Dans les murs à La Pléiade :
devine qui vient squatter ce soir ?

C’est une réalité : de plus en plus de travailleurs n’ont plus les moyens de se loger. Quand un squatter rencontre un autre squatter, qu’est-ce qu’ils se disent ? La compagnie Jabberwock donne la réponse, dans un style qui allie Hitchcock et Beckett. Première de Dans les murs à la Pléiade de La Riche-sur-Loire le 17 septembre 2020.

C’est dramatique mais c’est aussi absurde. Comment des personnes ayant un emploi, donc un salaire, peuvent-elles être incapables de se loger, faute de moyens ? « Gouvernement et patronat répètent que s’il y a du chômage, c’est parce que les salaires seraient trop élevés.

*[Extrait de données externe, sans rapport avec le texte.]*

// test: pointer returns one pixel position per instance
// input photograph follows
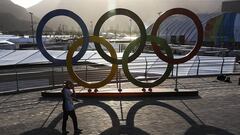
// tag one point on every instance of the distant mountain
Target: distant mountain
(13, 18)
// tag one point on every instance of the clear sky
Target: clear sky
(26, 3)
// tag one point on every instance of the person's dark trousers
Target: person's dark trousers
(65, 118)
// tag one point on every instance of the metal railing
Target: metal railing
(17, 78)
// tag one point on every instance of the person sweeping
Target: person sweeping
(68, 95)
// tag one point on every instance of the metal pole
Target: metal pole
(130, 29)
(222, 65)
(119, 81)
(31, 14)
(198, 65)
(176, 81)
(17, 85)
(53, 81)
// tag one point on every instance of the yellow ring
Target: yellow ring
(75, 77)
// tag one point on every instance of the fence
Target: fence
(16, 78)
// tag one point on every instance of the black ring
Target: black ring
(132, 15)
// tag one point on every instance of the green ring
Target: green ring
(127, 52)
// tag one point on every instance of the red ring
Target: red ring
(198, 44)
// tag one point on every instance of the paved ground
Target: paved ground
(215, 111)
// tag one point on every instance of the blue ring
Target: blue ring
(62, 12)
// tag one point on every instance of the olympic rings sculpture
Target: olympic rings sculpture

Pour avoir un emploi, il faudrait que l’on accepte de travailler pour moins. Comme si le fait d’avoir un travail était en soi suffisant, et que le salaire était une chose accessoire » constate tristement l’auteur de Dans les murs, Vincent Farasse.

On en parle, un peu, dans la presse. On en parle, très peu, dans les couloirs des ministères. On en parlera donc, fort et bien, sur la scène de la Pléiade, salle de La Riche (Indre & Loire), en septembre 2020 avant de reprendre le spectacle à Paris puis en France.

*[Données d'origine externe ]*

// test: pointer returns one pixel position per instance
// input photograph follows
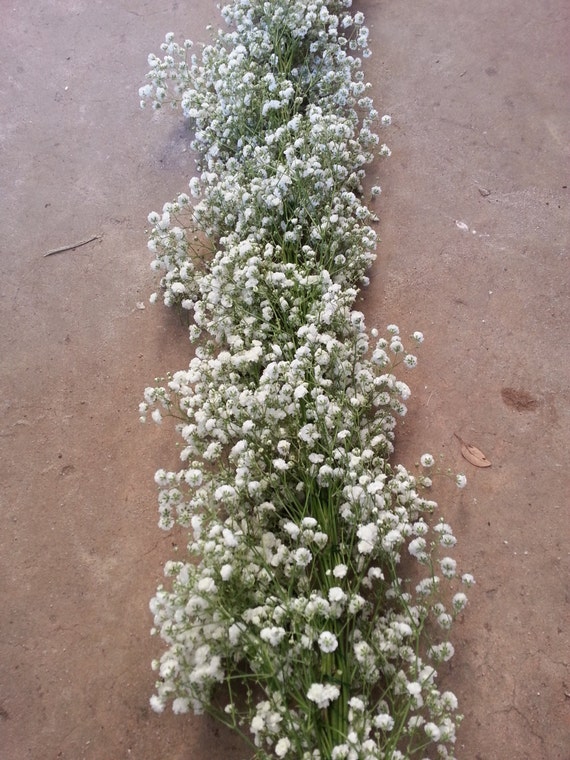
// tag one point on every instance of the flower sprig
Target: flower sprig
(318, 592)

Didier Gurauldon, metteur en scène (Photo Compagnie Jabberwock)

La pièce s’appelle Dans les murs, et peut s’inscrire dans le chapitre Fenêtres sur cour, clin d’œil appuyé vers Alfred Hitchcock et son célébrissime film avec James Stewart et Grace Kelly. C’est dire que, si le sujet est sérieux, le traitement sera aussi un brin noir, avec, en prime, une bonne dose d’absurde que le metteur en scène, Didier Girauldon, emprunte sans sourciller à Beckett, même si les deux malheureux héros de la pièce ne logent pas – encore ? – dans des poubelles, comme Nell et Nagg dans Fin de partie.

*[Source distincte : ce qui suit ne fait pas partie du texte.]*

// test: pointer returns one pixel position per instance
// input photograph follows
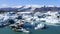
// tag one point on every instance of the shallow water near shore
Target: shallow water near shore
(49, 30)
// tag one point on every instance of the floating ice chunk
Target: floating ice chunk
(39, 26)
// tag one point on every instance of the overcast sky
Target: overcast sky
(6, 3)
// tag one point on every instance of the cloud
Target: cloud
(3, 5)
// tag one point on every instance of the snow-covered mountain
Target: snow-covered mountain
(35, 8)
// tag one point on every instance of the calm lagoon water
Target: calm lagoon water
(49, 30)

Des têtes de castor contre les murs

Que fait-on quand on n’a pas les moyens de se loger ? On dort dans sa voiture, dans la rue, chez ses parents… Ou on squatte. Ce qui explique (peut-être) qu’un locataire se trouve soudain nez-à-nez avec un inconnu, chacun des deux convaincu de se trouver chez lui. Et le dialogue commence : « Crevant l’austérité et la noirceur du propos, les longs monologues des deux personnages sont autant de plongées dans un monde intérieur où le surnaturel affleure, peuplé d’hommes à tête de castor et de mystérieux voleurs d’herbes aromatiques en pot. » dit le metteur en scène, Didier Girauldon.

Dans les murs à La Pléiade de La Riche-sur-Loire
Guillaume Clausse et Jocelyn Lagarrigue (Photo Compagnie Jabberwock)

Double sujet, donc, puisque la vision d’un univers armé de béton, la vie dans un immeuble (avec ses fenêtres sur cour ou sur parking) sont aussi dans le texte de Vincent Farasse : « L’immeuble, personnage à part entière de l’histoire, est un univers concentrique régi par des règles de copropriété aliénantes n’accordant aucun refuge à celui ou celle qui s’écarte du droit chemin. » analyse Didier Girauldon.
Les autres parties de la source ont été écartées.